Je suis une planète, pensait-il, je porte en moi des milliers de vies et, aussi insignifiantes puissent-elles toutes être pour vous, elles sont pour moi un but et une fin, et il est de mon devoir de les accompagner le plus longtemps possible et de faire de mon être le havre le plus propice à leur multiplication.
Au début, il y avait eu le ténia. Il ne s’en était pas rendu compte tout de suite, il ne s’en était même pas rendu compte rapidement du tout, il lui avait fallu plusieurs années pour enfin se poser la question de son appétit si grand et de sa perte de poids qu’on pouvait qualifier de miraculeuse. Puis, un ami avait esquissé une blague et, de fil en aiguille, il s’était retrouvé chez un médecin qui lui confirmait la présence d’un ver solitaire et lui expliquait la démarche à adopter pour s’en débarrasser.

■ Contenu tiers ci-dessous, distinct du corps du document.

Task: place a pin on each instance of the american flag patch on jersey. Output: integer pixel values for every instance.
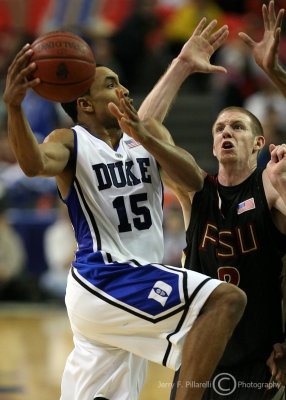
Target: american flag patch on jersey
(246, 206)
(132, 143)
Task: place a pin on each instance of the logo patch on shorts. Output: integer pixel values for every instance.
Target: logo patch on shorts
(160, 292)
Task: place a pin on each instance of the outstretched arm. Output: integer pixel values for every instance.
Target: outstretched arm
(175, 162)
(194, 57)
(47, 159)
(266, 51)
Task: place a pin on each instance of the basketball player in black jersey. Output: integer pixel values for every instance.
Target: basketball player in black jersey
(236, 227)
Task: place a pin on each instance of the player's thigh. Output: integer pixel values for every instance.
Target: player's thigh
(96, 370)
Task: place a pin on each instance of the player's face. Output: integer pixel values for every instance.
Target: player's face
(233, 138)
(103, 92)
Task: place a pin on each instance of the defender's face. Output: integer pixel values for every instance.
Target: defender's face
(102, 92)
(233, 139)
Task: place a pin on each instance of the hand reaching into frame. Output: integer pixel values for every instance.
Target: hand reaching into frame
(265, 52)
(198, 50)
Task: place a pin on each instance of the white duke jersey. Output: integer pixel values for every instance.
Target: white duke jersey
(115, 202)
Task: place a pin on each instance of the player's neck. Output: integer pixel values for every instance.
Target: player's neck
(229, 176)
(110, 136)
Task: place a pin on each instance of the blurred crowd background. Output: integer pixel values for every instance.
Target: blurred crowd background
(137, 39)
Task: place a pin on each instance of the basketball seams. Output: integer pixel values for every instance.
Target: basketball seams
(65, 66)
(65, 83)
(64, 58)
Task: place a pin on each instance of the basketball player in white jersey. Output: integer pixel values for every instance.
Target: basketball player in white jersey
(124, 306)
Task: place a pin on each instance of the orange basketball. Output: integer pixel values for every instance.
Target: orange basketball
(65, 65)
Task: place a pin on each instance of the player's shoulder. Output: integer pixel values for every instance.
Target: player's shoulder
(63, 135)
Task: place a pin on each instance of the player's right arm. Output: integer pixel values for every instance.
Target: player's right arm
(194, 57)
(49, 158)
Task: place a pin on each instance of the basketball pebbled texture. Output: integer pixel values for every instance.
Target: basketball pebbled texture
(65, 66)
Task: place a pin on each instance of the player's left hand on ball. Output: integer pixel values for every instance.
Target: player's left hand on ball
(16, 81)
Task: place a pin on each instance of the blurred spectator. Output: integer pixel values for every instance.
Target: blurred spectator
(269, 106)
(12, 257)
(132, 48)
(59, 249)
(267, 98)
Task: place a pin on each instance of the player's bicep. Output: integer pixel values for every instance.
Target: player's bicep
(56, 153)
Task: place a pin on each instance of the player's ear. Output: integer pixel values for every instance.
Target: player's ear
(85, 104)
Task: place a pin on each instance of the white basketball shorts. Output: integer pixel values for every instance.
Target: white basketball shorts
(122, 315)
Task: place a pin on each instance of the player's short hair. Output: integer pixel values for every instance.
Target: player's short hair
(71, 107)
(257, 129)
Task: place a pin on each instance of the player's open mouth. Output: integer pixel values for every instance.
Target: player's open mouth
(227, 145)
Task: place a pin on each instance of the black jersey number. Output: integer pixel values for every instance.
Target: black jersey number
(143, 219)
(229, 274)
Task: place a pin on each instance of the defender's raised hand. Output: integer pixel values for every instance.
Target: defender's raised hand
(198, 50)
(17, 81)
(265, 52)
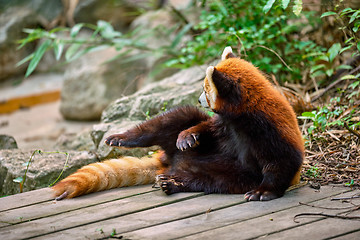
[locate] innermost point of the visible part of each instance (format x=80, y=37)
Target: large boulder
x=183, y=88
x=44, y=168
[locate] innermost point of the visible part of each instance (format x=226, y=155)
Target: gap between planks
x=161, y=223
x=223, y=217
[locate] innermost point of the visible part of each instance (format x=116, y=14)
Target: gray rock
x=183, y=88
x=7, y=142
x=44, y=168
x=91, y=84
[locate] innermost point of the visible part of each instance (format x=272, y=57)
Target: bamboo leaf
x=348, y=77
x=18, y=180
x=325, y=14
x=334, y=51
x=180, y=35
x=38, y=54
x=297, y=8
x=28, y=58
x=353, y=17
x=72, y=50
x=285, y=3
x=58, y=49
x=75, y=29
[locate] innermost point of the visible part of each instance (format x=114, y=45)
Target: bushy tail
x=122, y=172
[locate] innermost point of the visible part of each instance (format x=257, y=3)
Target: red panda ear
x=226, y=87
x=227, y=53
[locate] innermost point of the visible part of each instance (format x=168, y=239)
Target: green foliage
x=68, y=40
x=330, y=116
x=265, y=40
x=313, y=172
x=297, y=7
x=349, y=20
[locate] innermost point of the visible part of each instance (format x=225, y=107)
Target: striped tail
x=122, y=172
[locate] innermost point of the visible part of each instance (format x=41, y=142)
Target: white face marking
x=203, y=101
x=226, y=51
x=212, y=92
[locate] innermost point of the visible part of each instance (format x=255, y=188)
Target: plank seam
x=243, y=220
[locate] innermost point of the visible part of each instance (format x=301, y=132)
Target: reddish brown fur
x=251, y=145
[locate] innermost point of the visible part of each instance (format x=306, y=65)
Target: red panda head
x=217, y=84
x=232, y=85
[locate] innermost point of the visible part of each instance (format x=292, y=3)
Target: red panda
x=252, y=144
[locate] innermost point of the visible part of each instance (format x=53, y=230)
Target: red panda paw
x=187, y=140
x=168, y=184
x=256, y=195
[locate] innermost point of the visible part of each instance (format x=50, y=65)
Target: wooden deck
x=146, y=213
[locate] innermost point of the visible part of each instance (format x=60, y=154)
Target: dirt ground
x=39, y=127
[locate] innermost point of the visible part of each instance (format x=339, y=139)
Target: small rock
x=7, y=142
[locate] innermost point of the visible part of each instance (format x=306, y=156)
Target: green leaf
x=334, y=51
x=309, y=115
x=28, y=58
x=58, y=49
x=72, y=50
x=75, y=29
x=345, y=49
x=297, y=8
x=285, y=3
x=38, y=54
x=348, y=77
x=325, y=14
x=18, y=180
x=316, y=68
x=354, y=84
x=268, y=5
x=353, y=17
x=210, y=113
x=106, y=30
x=346, y=11
x=344, y=67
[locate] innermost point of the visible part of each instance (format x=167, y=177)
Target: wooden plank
x=179, y=210
x=323, y=229
x=223, y=217
x=50, y=208
x=25, y=199
x=274, y=222
x=103, y=211
x=349, y=236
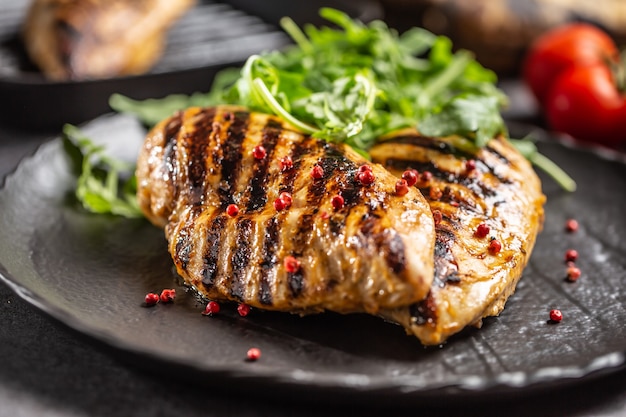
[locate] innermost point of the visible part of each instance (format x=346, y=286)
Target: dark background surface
x=49, y=370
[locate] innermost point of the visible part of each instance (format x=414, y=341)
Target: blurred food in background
x=500, y=31
x=87, y=39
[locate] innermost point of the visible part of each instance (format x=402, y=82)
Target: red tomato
x=585, y=103
x=562, y=48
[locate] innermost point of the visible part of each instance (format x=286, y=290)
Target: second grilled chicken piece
x=213, y=176
x=85, y=39
x=476, y=267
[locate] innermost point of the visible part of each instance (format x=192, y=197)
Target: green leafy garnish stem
x=529, y=150
x=100, y=186
x=277, y=109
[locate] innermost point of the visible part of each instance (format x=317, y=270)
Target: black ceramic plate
x=91, y=272
x=213, y=35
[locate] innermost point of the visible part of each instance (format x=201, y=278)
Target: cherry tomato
x=586, y=103
x=557, y=50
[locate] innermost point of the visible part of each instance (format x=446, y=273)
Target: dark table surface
x=49, y=370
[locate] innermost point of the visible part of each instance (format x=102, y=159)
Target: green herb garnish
x=105, y=184
x=357, y=82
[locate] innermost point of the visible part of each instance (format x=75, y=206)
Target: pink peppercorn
x=259, y=152
x=317, y=172
x=253, y=354
x=410, y=176
x=286, y=163
x=151, y=299
x=437, y=216
x=556, y=316
x=402, y=188
x=482, y=230
x=337, y=202
x=168, y=295
x=211, y=308
x=495, y=246
x=571, y=225
x=571, y=255
x=243, y=309
x=232, y=210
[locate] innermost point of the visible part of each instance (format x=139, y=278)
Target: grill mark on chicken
x=184, y=245
x=268, y=260
x=388, y=243
x=478, y=188
x=241, y=258
x=197, y=150
x=258, y=184
x=444, y=147
x=212, y=250
x=446, y=265
x=430, y=143
x=230, y=158
x=424, y=312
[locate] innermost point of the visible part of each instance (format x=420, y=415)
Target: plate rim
x=405, y=387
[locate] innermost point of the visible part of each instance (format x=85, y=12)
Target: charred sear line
x=302, y=234
x=184, y=247
x=196, y=146
x=317, y=187
x=446, y=266
x=258, y=184
x=296, y=282
x=230, y=160
x=170, y=133
x=241, y=258
x=297, y=153
x=268, y=260
x=424, y=312
x=395, y=254
x=210, y=258
x=433, y=144
x=477, y=187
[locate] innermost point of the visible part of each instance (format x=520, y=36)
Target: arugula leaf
x=101, y=187
x=469, y=116
x=356, y=82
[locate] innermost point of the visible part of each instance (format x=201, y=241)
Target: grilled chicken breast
x=212, y=177
x=495, y=187
x=82, y=39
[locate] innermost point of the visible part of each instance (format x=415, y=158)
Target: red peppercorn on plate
x=93, y=272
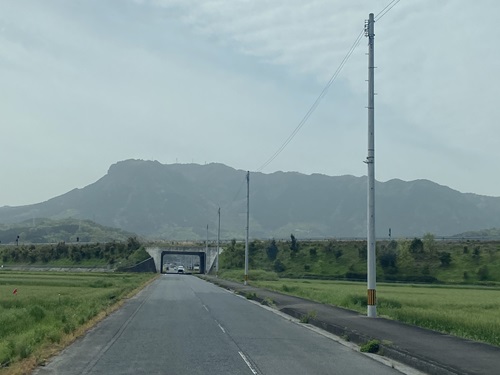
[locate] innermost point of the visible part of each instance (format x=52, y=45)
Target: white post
x=218, y=240
x=370, y=161
x=248, y=220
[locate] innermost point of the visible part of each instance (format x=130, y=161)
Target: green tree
x=279, y=266
x=294, y=245
x=445, y=258
x=416, y=246
x=272, y=250
x=429, y=241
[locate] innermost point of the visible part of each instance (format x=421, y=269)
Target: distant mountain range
x=177, y=201
x=63, y=230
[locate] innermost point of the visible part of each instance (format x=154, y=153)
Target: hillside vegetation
x=113, y=254
x=177, y=201
x=61, y=230
x=423, y=260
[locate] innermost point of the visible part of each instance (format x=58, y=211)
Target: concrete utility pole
x=370, y=161
x=206, y=252
x=248, y=224
x=218, y=240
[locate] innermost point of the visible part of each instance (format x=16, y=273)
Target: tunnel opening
x=192, y=261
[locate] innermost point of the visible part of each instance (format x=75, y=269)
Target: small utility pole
x=370, y=161
x=248, y=224
x=218, y=240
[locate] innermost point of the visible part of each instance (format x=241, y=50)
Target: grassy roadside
x=42, y=312
x=465, y=311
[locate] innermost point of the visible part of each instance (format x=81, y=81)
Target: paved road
x=183, y=325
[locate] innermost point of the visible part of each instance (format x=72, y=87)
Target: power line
x=387, y=8
x=315, y=104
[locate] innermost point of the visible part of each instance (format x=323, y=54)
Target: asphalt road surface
x=183, y=325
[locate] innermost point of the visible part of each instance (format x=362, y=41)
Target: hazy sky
x=85, y=84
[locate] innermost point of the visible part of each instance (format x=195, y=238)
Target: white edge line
x=248, y=363
x=222, y=328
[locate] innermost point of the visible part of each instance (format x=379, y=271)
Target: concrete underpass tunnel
x=200, y=254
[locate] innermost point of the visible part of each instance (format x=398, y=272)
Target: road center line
x=248, y=363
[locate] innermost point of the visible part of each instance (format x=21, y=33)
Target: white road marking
x=248, y=363
x=222, y=328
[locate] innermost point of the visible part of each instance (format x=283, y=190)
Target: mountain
x=45, y=230
x=177, y=201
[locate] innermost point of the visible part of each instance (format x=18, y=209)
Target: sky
x=86, y=84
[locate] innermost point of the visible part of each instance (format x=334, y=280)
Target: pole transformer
x=248, y=225
x=370, y=161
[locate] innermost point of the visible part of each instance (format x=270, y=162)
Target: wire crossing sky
x=88, y=84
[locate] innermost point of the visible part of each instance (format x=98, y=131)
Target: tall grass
x=468, y=312
x=48, y=306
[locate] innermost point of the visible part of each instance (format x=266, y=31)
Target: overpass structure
x=207, y=258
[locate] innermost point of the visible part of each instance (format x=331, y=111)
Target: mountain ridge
x=177, y=201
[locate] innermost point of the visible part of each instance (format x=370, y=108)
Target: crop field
x=40, y=311
x=470, y=312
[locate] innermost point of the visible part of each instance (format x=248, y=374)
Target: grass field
x=42, y=310
x=469, y=312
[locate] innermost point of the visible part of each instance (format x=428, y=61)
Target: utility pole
x=370, y=161
x=218, y=240
x=248, y=224
x=206, y=252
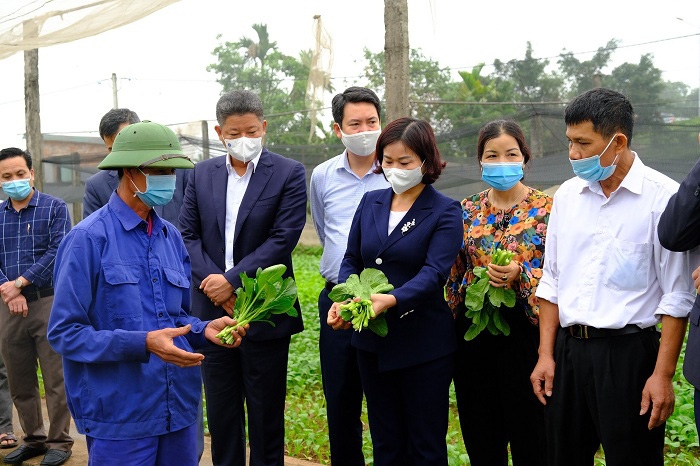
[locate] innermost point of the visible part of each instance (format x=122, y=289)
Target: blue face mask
x=502, y=175
x=159, y=189
x=17, y=189
x=590, y=169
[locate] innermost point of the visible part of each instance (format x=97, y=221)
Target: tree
x=581, y=76
x=427, y=81
x=280, y=81
x=530, y=80
x=397, y=64
x=642, y=84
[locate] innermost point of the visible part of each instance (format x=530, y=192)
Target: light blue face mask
x=502, y=175
x=590, y=169
x=17, y=189
x=159, y=189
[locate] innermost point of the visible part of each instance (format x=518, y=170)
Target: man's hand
x=217, y=325
x=658, y=392
x=18, y=306
x=217, y=288
x=334, y=319
x=381, y=302
x=160, y=343
x=542, y=378
x=9, y=291
x=228, y=305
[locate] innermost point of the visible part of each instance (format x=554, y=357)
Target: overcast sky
x=161, y=60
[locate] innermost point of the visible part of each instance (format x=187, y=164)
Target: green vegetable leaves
x=358, y=289
x=260, y=297
x=483, y=303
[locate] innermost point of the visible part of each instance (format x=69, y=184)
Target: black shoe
x=23, y=452
x=55, y=457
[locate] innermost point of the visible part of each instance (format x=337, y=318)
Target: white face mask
x=362, y=144
x=403, y=180
x=243, y=148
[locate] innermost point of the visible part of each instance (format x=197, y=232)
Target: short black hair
x=238, y=103
x=418, y=136
x=112, y=120
x=15, y=152
x=353, y=94
x=609, y=111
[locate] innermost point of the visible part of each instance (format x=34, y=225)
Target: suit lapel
x=219, y=183
x=380, y=209
x=262, y=174
x=419, y=211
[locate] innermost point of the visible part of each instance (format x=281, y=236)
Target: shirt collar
x=253, y=163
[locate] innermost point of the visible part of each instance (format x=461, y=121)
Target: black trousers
x=254, y=373
x=596, y=399
x=495, y=400
x=408, y=410
x=342, y=389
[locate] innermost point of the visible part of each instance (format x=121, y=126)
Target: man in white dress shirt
x=604, y=371
x=337, y=186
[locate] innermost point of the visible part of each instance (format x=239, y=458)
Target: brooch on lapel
x=407, y=226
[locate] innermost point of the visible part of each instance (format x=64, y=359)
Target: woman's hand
x=334, y=319
x=503, y=276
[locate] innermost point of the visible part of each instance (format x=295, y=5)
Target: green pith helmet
x=146, y=144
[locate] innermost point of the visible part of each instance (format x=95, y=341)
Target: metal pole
x=115, y=103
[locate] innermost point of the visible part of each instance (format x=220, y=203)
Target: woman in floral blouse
x=492, y=373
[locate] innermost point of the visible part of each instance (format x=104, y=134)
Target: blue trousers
x=178, y=447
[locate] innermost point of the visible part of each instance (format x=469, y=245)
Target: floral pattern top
x=521, y=229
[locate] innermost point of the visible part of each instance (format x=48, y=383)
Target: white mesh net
x=32, y=24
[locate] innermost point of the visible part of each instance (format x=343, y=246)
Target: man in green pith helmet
x=121, y=316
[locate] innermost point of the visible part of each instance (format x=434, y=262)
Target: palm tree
x=257, y=51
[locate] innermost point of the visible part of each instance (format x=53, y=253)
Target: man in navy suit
x=100, y=186
x=242, y=211
x=678, y=231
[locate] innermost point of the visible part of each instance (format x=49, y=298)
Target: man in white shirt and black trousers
x=604, y=371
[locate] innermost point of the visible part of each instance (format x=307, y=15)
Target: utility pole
x=115, y=102
x=31, y=104
x=396, y=51
x=205, y=140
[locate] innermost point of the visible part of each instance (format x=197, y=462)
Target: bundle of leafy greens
x=260, y=297
x=483, y=301
x=358, y=289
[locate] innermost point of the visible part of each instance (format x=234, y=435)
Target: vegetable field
x=306, y=435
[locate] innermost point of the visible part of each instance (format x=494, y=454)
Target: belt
x=37, y=294
x=584, y=331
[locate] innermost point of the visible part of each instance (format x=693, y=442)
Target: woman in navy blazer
x=412, y=233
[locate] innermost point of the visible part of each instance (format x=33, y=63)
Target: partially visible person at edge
x=337, y=185
x=679, y=230
x=604, y=371
x=242, y=211
x=121, y=316
x=492, y=372
x=100, y=186
x=33, y=225
x=412, y=233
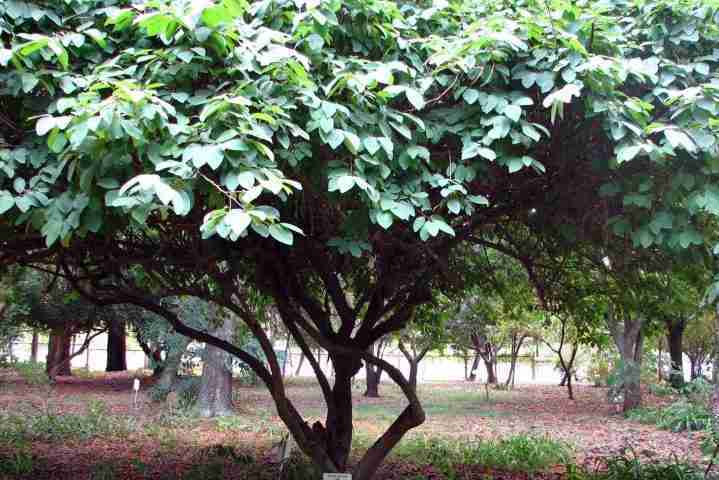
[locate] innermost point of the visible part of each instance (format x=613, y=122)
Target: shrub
x=679, y=416
x=518, y=453
x=51, y=426
x=31, y=373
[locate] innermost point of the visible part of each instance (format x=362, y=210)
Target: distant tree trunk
x=215, y=398
x=116, y=347
x=465, y=357
x=475, y=365
x=58, y=351
x=490, y=364
x=373, y=374
x=299, y=365
x=413, y=358
x=287, y=355
x=34, y=346
x=517, y=341
x=675, y=332
x=173, y=359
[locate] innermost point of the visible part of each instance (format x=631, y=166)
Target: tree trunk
x=215, y=397
x=116, y=347
x=372, y=381
x=490, y=363
x=287, y=355
x=675, y=331
x=413, y=370
x=339, y=428
x=299, y=364
x=168, y=376
x=475, y=364
x=632, y=370
x=58, y=351
x=34, y=346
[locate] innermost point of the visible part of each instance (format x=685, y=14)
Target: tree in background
x=425, y=332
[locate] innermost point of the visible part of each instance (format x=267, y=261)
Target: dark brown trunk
x=490, y=363
x=215, y=397
x=34, y=346
x=675, y=331
x=339, y=428
x=58, y=351
x=116, y=347
x=632, y=369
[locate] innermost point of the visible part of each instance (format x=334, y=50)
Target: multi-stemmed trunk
x=215, y=397
x=116, y=347
x=628, y=338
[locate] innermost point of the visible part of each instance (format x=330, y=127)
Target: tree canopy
x=335, y=156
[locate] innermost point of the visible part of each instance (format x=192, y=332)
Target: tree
x=425, y=332
x=700, y=341
x=334, y=156
x=373, y=373
x=215, y=396
x=116, y=346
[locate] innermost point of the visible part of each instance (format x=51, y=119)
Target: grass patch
x=679, y=416
x=523, y=453
x=52, y=426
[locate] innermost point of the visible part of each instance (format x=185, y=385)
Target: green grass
x=518, y=453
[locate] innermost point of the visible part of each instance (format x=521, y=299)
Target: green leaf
x=385, y=219
x=281, y=234
x=238, y=221
x=345, y=183
x=7, y=201
x=415, y=98
x=678, y=138
x=514, y=112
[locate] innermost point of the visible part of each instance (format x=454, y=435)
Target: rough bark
x=675, y=332
x=116, y=347
x=215, y=397
x=58, y=351
x=34, y=344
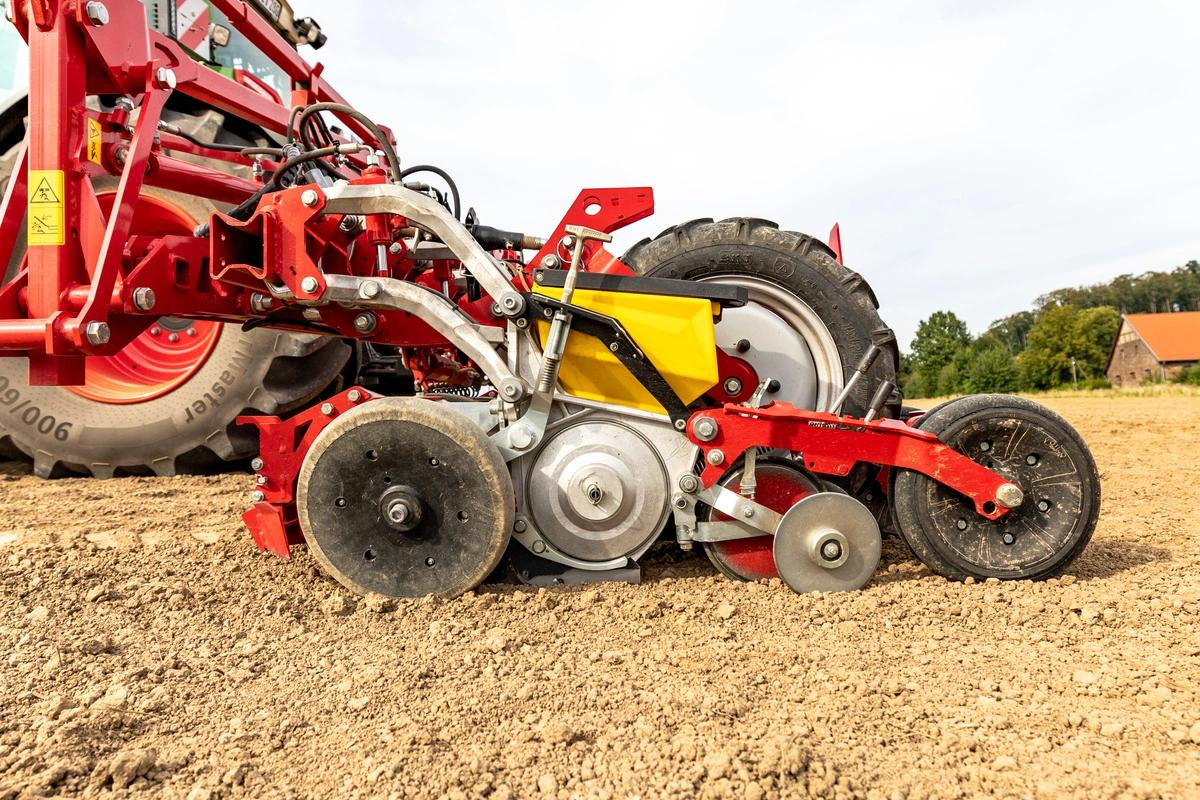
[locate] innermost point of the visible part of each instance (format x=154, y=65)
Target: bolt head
x=144, y=299
x=97, y=13
x=706, y=428
x=97, y=334
x=165, y=78
x=365, y=323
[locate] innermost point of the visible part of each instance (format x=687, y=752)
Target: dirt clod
x=177, y=661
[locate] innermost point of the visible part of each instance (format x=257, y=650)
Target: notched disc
x=827, y=542
x=406, y=498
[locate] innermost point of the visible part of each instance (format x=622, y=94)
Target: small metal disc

Herbert ne lui avait jamais fait de mal, pourtant, Herbert batifolait dans le labyrinthe végétal de sa flore intestinale et aspirait à la tranquillité, il estimait à leur juste valeur les intérieurs de l’homme qui, désormais au fait de l’existence du premier habitant de son corps, s’émerveillait chaque jour un peu plus du miracle de la vie.
Suis-je le propriétaire du corps que je contrôle ? Historiquement, oui, mais ils sont des centaines désormais, chaque vie est une vie, et je ne vois pas très bien pourquoi j’aurais sur ce corps plus de légitimité qu’eux.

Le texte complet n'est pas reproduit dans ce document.